VIA’s CN Kingston Subdivision Project is part of an unprecedented C$923 million investment by the Government of Canada in passenger rail renewal and expansion. Of this amount, C$407 million is under the government’s Economic Action Plan.

Other elements of VIA’s program include expanded, fully-accessible station facilities at strategic locations on the Montreal-Toronto route, major infrastructure and station upgrading on other routes, accessibility projects for travelers with special needs and the complete rebuilding of service-proven locomotives and rolling stock.
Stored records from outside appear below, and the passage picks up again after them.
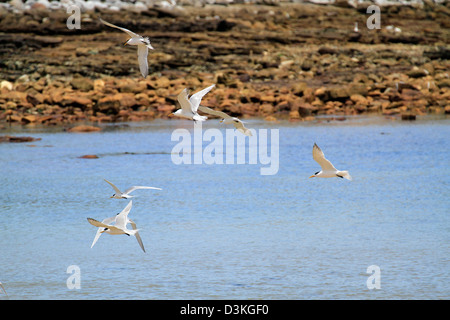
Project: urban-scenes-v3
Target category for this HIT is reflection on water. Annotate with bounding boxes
[0,118,450,299]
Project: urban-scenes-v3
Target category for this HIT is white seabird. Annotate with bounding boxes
[198,106,252,137]
[310,143,352,180]
[172,84,215,121]
[87,200,145,252]
[103,179,162,199]
[100,19,154,78]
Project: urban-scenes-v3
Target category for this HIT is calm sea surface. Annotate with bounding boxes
[0,117,450,300]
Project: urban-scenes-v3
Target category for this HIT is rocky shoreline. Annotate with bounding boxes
[0,2,450,125]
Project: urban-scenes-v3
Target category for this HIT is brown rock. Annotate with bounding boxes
[78,154,98,159]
The program will benefit rail travelers across the entire VIA transcontinental system, from Halifax to Vancouver Island.

Highlights of VIA’s CN Kingston Subdivision Project include: construction of additional (third) main line track to enable VIA and CN trains to pass or overtake each other safely and quickly; extensions to sidings and yard tracks to allow CN freight trains to exit and clear the main line when required; and- other track and signal improvements to smooth the flow of VIA passenger and CN freight traffic, assuring consistent on-time performance for both.

Work on VIA’s CN Kingston Subdivision Project will begin this summer and wrap up in 2011. To date, CN has hired 100 track and signal workers for its portion of the work, which will be performed under contract with VIA. Additional jobs will be created throughout the two-year span of the project within both CN and other private sector companies participating in this project.

New Jersey breaks ground on nation’s largest transit project

Building upon the region’s rich legacy of major public transportation assets, Governor Jon S. Corzine, Senators Frank R. Lautenberg and Robert Menendez, FTA Administrator Peter Rogoff and a group of other federal, state and local officials broke ground on the Mass Transit Tunnel project, the largest transit public works project in America.

Visiting motor cars mark Fairmont’s 100th anniversary

More than 40 railroad motor cars from all over the United States will be stopping in Albert Lea, Minn., during part of a 100th anniversary celebration of Fairmont Railway Motors Inc., now Harsco Track Technologies, the Albert Lea Tribune reports.

The celebration will include a display of about 45 North American Rail Car Operators Association motorcars during an open house at the Harsco facility in Fairmont. The 45 restored cars were originally built at the Fairmont plant and shipped to railroads around the United States and Canada.